Today we went and visited a Sudanese family to bring the 3 year old some new church dresses (Why she needed new church dresses is a funny/sad story I will tell on Monday). When we got there the conversation started off normal and light. Because Ibraham's English is broken (at best) and Susanna is deaf and mute, they decided to show us the books they have to learn English from. The books they brought out were Baby's First Words books (I had the same ones for my kids when they were little). They started flipping through the pages, practicing pronunciation, when Susanna came across a page of animals and saw a squirrel. Not being able to speak, she pointed to the squirrel and motioned that they had lots of them in their apartment.
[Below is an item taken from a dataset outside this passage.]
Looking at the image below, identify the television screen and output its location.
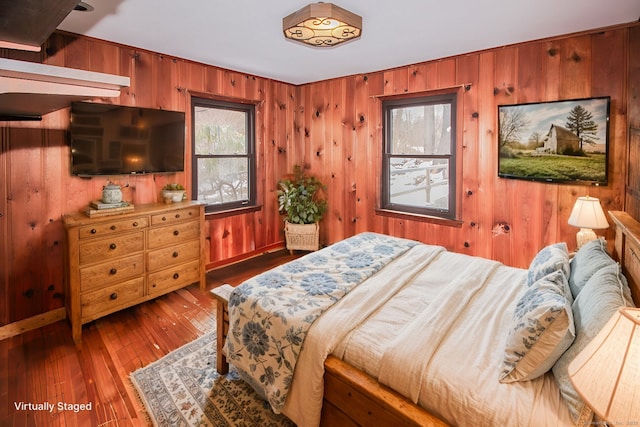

Knowing that she really meant she had rats and not squirrels, I showed her a picture of rats on my phone and she nodded and pointed to the places where they lived.
We were immediately alarmed by this (even though we know of other tenants of that building having the same problem) and followed her inside to see if they were doing anything to attract the rats and see how we can help. What we found is horrifying.
There were holes in the walls in various areas around their apartments that housed rats. They told us that there are lots of little baby rats that run around at night. Susanna motioned that they crawl on them at night while they sleep and Ibrahim said there is a lot in the bedroom.
Besides the fact that they had to deal with the health hazard of rats in their apartment, we also found that they had almost no food in their apartment and that the apartment was in very poor condition. Upon seeing all of this and knowing what a sweet family this is, I began to tear up a little. I see these terrible living conditions and a 3 year old sleeping on half a couch in the middle of it all. All I want to do is help these people, and sadly I know that there are 100's of other families just like that.
Would you pay $750-$920/month to live in this rat infested, filthy, broken down apartment? Unfortunately new refugee families in Las Vegas often have to. When a refugee family is resettled in the U.S., it is up to the resettlement agencies to find them a place to live. So the resettlement agencies have to find apartment complexes that are willing to take tenants that have no credit history and pay on a month to month basis. The complex that houses this family is one of them and charges $750/month (after 8 months that rent increases).
With the proper funding and support from the community, we can make changes to dramatically improve the lives of these refugees and other low income families. But until that happens, we're going to be seeing a lot of problems like this. That being said, tomorrow we will visit this family with food and rat traps, speak to the apartment management (again), and continue to work hard to help families like this.